LEUK brought together researchers from universities, government agencies, private companies, conservation organisations and land managers to share knowledge and discuss practical approaches to landscape-scale challenges. The interdisciplinary nature of the conference made for a welcoming atmosphere and was an ideal space to discuss my work mapping historic land use change across a UK National Park. It was particularly refreshing to hear panellists speak with hope, humility and ambition despite the ‘known unknowns’ that flavour key questions in landscape ecology, such as: how can we manage landscapes so that they are able to thrive today and in the future (under climate change)?

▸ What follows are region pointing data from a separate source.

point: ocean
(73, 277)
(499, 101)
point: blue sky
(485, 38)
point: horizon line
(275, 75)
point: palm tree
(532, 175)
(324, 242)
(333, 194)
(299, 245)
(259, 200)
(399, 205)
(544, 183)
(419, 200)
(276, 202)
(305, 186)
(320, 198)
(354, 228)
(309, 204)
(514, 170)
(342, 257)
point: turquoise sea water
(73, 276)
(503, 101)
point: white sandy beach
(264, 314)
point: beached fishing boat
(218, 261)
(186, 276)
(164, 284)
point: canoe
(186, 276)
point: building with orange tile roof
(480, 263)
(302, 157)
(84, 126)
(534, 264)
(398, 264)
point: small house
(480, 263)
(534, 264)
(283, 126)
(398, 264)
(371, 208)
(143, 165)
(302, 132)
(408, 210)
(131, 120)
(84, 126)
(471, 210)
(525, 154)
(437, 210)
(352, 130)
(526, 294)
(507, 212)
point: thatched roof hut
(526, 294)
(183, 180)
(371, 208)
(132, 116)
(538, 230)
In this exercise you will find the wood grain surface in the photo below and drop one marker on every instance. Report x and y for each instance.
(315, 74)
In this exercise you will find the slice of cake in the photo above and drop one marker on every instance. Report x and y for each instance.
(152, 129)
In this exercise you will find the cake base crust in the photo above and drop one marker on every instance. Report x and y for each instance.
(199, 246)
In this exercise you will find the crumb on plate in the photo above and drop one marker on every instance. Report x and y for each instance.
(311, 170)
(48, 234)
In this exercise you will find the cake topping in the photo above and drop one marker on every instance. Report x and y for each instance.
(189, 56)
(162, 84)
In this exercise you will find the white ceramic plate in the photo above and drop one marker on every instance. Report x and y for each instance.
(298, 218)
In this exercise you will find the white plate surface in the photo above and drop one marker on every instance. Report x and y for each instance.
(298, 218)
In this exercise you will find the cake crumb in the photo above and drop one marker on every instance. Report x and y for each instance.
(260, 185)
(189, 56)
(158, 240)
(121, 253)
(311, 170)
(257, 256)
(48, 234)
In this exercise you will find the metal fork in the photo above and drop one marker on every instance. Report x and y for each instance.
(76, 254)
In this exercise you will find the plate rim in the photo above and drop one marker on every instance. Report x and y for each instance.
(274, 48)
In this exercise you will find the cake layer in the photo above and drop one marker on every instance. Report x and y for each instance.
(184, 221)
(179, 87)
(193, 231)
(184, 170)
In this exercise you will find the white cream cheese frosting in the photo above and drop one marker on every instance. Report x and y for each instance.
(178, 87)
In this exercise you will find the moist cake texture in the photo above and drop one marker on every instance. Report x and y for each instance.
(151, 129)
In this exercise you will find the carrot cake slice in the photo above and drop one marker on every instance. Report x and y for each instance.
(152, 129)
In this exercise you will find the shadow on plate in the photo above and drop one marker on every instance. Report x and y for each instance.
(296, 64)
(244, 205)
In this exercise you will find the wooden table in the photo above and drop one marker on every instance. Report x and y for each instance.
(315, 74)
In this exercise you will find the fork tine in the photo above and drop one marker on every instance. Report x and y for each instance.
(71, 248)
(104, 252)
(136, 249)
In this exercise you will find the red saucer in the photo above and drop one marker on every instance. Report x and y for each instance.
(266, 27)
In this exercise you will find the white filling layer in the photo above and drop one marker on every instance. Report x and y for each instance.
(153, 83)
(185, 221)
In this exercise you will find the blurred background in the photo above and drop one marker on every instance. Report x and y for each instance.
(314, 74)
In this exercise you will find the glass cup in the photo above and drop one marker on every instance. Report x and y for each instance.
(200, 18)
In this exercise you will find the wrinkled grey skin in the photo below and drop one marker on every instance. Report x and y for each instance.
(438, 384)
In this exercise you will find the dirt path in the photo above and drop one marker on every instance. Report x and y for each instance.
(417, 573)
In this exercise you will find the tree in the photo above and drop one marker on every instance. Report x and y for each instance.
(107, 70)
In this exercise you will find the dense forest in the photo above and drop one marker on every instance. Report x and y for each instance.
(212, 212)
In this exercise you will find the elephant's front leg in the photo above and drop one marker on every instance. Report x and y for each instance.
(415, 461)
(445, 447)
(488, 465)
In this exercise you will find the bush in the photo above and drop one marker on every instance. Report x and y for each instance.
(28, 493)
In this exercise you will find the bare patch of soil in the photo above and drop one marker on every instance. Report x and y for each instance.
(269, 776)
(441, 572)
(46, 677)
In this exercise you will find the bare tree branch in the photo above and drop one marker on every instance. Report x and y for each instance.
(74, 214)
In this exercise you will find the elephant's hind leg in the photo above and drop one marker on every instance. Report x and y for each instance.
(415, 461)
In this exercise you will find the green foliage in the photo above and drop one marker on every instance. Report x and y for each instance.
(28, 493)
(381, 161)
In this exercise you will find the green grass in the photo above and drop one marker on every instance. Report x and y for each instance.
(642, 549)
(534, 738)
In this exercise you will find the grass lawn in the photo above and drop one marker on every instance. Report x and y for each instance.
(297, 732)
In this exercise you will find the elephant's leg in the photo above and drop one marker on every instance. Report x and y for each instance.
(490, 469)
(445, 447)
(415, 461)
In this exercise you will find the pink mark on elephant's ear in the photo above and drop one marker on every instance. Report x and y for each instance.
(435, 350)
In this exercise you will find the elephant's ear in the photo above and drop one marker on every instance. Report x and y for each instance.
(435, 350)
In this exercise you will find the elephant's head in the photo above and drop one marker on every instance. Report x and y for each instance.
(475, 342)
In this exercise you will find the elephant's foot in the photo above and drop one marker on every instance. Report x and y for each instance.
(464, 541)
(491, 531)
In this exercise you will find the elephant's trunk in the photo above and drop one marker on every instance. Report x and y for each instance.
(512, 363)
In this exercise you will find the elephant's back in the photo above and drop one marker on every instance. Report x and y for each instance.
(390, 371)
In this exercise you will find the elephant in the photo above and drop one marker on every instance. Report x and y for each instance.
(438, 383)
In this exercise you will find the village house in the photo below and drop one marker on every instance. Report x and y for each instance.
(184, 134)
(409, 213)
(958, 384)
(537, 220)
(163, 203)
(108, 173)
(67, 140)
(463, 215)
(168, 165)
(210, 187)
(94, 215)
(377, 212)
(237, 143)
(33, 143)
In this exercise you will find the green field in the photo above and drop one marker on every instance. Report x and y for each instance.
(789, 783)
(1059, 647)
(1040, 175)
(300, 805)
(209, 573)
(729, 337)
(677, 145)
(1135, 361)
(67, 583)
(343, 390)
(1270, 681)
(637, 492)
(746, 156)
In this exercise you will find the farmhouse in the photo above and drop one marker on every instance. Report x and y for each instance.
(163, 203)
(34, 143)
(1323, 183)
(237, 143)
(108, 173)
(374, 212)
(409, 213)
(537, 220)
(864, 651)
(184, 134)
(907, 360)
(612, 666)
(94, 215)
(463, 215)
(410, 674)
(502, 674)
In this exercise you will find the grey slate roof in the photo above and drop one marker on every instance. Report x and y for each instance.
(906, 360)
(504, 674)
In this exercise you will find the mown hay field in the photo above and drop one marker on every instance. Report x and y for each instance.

Attendees at the 2025 Landscape Ecology UK Conference
I spoke in the session titled, ‘Technological Innovations in Landscape-Scale Monitoring’ alongside other speakers who discussed how to pair ground-based field data with emerging technologies like eDNA, bioacoustics, artificial intelligence and sensor networks. In my talk, I presented findings from using a dual-method remote sensing approach to map historic land use change within a UK National Park. I was surprised by how affirming it was to be asked questions about aspects of my study design and findings, from whether I used a co-design approach to how I considered spectral proxies for grassland mowing patterns — it felt like my work fit with the varied interests of attendees!
The final day of the conference offered us a chance to visit Lauriston Agroecology Farm, which is a 100-acre farm run by a workers’ cooperative that is focused on food growing, biodiversity and community. I found it to be an inspiring example of landscape ecology principles in action, rooted in local needs and led from the ground-up using sociocratic organising. What began as agricultural fields punctuated by dog walkers has been transformed into a mosaic landscape full of promise! Newly-planted woodlands, an extensive market garden bordered by nut trees, open allotments with a communal pizza oven, wildflower strips, vermiculture, a seed bank: it was hard to pick a favourite feature! Lauriston Farm shows how landscape management can be for both people and nature, creating space for ecological restoration while supporting food sovereignty, wellbeing and collective stewardship.
I am grateful to Manchester Metropolitan University and the Derbyshire Wildlife Trust for supporting my attendance. Thank you also to the LEUK organising committee, who volunteered so much of their time to put on a constructive, wide-ranging series of events for attendees. It was an inspiring and energising few days that left me with a strong sense of direction for the final year of my PhD.